The definition of a $$DLOGTIME$$-uniform circuit family is based on a Turing machine that accepts the language $$\langle t, a, b \rangle$$, where gate $$a$$ is of type $$t$$ and has gate $$b$$ as a child, according to Barrington et. al's paper "On Uniformity Within $$NC^1$$" (1). However, this definition assumes that whether there is a wire or not between two gates is a binary choice. While this is true for $$AND/OR$$-based circuit classes like $$AC^0$$, other circuit classes like $$CC^0$$ and especially $$TC^0$$ assume that circuits can have an arbitrary constant or even $$O(n)$$ number of wires between two gates.

My questions are:

• Is there a standard way in the literature to extend the definition of dlogtime-uniformity with wire weights greater than 1?
• Is there a standard way to add this feature to logical characterizations of these families (e.g. $$FO[bit]$$)?
• I’m not sure where your definition is taken from, but it is inappropriate already to plain bounded fan-in circuits with connectives that are not commutative or not associative, such as $\to$. I don’t think this is standard.
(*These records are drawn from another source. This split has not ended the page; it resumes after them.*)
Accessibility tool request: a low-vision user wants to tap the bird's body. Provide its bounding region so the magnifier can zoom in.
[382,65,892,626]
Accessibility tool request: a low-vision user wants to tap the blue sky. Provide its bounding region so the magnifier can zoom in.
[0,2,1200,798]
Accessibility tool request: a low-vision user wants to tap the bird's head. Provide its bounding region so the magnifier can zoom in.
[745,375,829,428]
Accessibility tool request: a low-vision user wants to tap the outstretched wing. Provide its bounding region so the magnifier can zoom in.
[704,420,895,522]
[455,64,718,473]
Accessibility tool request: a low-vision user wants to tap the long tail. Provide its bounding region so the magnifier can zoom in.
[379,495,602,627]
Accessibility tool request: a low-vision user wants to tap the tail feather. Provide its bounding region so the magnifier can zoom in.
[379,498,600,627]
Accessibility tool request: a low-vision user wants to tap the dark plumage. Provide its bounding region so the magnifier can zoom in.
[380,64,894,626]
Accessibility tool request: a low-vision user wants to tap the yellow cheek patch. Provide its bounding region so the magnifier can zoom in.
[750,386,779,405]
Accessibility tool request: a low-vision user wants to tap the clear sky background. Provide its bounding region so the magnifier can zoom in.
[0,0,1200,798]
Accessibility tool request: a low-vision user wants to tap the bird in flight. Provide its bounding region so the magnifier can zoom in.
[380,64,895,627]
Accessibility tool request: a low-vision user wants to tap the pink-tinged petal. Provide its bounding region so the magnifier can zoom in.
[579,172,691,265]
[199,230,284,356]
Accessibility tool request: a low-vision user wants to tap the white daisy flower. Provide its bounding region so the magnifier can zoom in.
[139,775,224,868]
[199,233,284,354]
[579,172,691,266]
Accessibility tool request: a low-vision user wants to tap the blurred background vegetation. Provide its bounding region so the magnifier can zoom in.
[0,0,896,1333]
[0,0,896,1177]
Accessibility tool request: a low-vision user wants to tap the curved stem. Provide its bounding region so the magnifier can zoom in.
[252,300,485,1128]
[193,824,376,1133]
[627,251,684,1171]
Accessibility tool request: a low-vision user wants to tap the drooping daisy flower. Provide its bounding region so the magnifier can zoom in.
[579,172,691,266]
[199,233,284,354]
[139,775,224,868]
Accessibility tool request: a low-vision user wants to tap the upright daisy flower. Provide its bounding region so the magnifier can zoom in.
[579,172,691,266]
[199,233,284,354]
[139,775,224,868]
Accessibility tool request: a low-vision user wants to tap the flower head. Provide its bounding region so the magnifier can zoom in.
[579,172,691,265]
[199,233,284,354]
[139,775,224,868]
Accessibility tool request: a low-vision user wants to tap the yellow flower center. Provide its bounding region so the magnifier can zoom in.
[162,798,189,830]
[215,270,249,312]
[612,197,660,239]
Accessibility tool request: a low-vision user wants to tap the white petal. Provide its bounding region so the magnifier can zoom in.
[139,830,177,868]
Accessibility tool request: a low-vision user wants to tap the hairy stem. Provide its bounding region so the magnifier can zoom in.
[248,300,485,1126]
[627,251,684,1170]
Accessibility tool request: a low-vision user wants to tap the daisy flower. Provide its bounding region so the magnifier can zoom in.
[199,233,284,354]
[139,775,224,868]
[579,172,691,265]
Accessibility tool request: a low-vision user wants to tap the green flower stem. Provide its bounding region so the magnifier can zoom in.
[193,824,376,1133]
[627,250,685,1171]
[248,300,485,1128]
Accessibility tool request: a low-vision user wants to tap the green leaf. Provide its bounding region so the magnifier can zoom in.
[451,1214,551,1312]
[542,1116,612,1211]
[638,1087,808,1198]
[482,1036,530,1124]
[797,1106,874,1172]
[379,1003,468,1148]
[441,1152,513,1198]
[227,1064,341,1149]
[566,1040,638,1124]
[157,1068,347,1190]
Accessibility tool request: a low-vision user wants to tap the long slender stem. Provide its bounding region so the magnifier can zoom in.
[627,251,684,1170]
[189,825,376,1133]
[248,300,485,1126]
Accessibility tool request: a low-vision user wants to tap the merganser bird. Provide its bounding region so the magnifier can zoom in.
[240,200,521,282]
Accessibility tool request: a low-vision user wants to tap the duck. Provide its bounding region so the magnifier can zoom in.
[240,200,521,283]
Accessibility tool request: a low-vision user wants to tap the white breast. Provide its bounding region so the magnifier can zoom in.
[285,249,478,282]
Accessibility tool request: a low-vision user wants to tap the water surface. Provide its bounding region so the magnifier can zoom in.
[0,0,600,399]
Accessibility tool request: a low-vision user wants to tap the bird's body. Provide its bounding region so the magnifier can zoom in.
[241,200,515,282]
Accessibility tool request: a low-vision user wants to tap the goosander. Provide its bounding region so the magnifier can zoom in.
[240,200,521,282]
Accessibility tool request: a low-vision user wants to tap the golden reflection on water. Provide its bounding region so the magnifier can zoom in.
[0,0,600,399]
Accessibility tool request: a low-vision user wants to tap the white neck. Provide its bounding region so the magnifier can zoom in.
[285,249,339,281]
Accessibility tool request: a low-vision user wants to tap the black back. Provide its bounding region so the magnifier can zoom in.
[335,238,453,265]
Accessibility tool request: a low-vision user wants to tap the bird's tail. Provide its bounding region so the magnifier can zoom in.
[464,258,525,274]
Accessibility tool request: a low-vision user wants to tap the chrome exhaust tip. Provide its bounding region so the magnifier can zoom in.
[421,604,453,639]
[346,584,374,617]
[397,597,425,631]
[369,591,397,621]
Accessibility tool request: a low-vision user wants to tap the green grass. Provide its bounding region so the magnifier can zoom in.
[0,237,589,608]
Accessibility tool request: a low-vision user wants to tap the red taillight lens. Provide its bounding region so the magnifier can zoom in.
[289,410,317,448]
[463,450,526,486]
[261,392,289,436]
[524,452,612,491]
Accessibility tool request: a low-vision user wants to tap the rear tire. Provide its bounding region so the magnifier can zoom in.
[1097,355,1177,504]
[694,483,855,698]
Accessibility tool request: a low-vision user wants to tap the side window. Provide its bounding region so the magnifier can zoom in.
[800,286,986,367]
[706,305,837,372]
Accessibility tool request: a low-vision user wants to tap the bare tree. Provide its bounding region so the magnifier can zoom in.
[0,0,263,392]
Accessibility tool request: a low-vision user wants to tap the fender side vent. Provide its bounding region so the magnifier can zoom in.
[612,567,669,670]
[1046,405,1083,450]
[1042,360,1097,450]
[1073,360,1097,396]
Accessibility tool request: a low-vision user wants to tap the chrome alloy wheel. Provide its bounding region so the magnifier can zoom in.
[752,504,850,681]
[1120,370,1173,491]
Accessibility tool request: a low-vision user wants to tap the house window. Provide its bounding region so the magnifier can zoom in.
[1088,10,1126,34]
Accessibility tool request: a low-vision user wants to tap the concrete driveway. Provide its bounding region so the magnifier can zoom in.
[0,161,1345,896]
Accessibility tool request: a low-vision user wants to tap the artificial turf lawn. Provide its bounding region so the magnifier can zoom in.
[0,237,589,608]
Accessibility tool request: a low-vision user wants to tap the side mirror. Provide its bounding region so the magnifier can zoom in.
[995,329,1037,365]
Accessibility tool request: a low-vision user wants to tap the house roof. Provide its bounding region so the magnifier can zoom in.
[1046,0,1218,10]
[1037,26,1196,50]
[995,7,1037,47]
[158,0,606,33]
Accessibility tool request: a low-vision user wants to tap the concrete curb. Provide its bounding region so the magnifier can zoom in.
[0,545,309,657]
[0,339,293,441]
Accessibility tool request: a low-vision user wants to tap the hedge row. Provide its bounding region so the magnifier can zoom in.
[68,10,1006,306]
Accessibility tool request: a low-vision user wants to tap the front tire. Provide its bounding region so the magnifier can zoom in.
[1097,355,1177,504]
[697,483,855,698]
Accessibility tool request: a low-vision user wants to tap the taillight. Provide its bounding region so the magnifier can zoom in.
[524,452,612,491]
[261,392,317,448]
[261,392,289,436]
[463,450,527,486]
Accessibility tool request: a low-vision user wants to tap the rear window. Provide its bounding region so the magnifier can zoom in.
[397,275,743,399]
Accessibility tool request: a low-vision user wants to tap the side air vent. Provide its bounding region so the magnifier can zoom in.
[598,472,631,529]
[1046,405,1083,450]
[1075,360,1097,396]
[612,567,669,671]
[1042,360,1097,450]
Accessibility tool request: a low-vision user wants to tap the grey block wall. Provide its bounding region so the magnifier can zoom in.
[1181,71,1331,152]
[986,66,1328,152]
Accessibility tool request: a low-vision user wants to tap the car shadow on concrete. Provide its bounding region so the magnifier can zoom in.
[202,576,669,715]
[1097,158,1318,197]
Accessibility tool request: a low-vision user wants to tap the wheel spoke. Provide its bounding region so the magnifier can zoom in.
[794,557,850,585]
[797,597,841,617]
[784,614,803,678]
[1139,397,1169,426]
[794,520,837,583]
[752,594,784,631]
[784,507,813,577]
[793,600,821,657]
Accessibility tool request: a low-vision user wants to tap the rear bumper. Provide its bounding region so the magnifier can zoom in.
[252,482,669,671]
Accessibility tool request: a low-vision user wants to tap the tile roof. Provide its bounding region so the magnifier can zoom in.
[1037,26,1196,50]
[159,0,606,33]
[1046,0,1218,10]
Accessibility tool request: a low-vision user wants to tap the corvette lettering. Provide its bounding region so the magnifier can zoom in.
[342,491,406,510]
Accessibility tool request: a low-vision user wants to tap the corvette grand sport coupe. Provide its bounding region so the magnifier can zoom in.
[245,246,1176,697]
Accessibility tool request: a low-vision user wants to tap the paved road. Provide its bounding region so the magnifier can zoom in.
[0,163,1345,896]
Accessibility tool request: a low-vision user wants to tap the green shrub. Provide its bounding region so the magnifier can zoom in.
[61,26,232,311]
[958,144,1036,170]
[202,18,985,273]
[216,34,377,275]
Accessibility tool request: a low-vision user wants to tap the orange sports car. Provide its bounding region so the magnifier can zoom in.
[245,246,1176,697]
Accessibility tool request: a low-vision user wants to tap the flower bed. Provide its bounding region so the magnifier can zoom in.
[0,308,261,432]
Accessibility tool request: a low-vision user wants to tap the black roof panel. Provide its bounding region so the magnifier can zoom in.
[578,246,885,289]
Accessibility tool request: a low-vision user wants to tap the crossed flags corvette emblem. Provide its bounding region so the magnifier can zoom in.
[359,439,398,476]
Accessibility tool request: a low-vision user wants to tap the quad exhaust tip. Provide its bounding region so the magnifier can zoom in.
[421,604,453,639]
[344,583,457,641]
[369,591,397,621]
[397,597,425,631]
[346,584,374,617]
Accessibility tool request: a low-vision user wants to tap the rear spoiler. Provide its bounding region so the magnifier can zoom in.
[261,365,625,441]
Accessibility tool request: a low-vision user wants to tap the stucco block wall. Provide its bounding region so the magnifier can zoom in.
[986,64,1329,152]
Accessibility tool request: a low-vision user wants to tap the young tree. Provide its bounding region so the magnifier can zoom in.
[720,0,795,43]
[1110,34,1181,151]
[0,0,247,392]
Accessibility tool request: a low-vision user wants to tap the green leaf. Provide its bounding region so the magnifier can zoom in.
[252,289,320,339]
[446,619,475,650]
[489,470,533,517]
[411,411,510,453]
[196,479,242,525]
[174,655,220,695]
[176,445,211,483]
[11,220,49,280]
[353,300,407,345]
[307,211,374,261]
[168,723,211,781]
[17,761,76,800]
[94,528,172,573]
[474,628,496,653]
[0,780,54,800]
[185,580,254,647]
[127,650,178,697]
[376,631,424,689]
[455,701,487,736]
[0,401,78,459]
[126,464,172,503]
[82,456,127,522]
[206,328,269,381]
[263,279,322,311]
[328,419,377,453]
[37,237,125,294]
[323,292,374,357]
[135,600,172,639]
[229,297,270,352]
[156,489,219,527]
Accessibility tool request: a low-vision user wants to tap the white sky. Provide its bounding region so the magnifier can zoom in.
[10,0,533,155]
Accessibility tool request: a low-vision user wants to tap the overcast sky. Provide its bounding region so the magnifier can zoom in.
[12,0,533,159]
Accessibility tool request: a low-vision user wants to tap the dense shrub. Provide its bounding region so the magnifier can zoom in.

For example, the original definition of a direct or extended connection language in Ruzzo’s “Uniform circuit complexity” includes an explicit specification which gate is the left input and which is the right input (and these two might be the same). It is obvious how to adjust it if you need more than 2 input wires, just label the input wires accordingly. – Emil Jeřábek Jan 20 at 7:50
• Well then, do use Ruzzo’s definition. It will solve your problem. – Emil Jeřábek Jan 20 at 19:23

## 1 Answer

After re-reading Barrington et al., it seems that the case of $$CC^0$$ can be handled by using "group quantifiers", which allow for quantifiers to act over finite groups (i.e. $$\mathbb{Z}/m\mathbb{Z}$$) directly, while still using a binary representation under the hood so that the original definition of $$DLOGTIME$$-uniformity can still be used. With group quantifiers, wire weights (or any arbitrary constant-size function) can be simulated with a formula over the bits of the representation. I am still unsure how this might extend to a class like $$TC^0$$ that operates over an infinite monoid/group (or at least one that grows with $$n$$), but this answers the core of the question I had.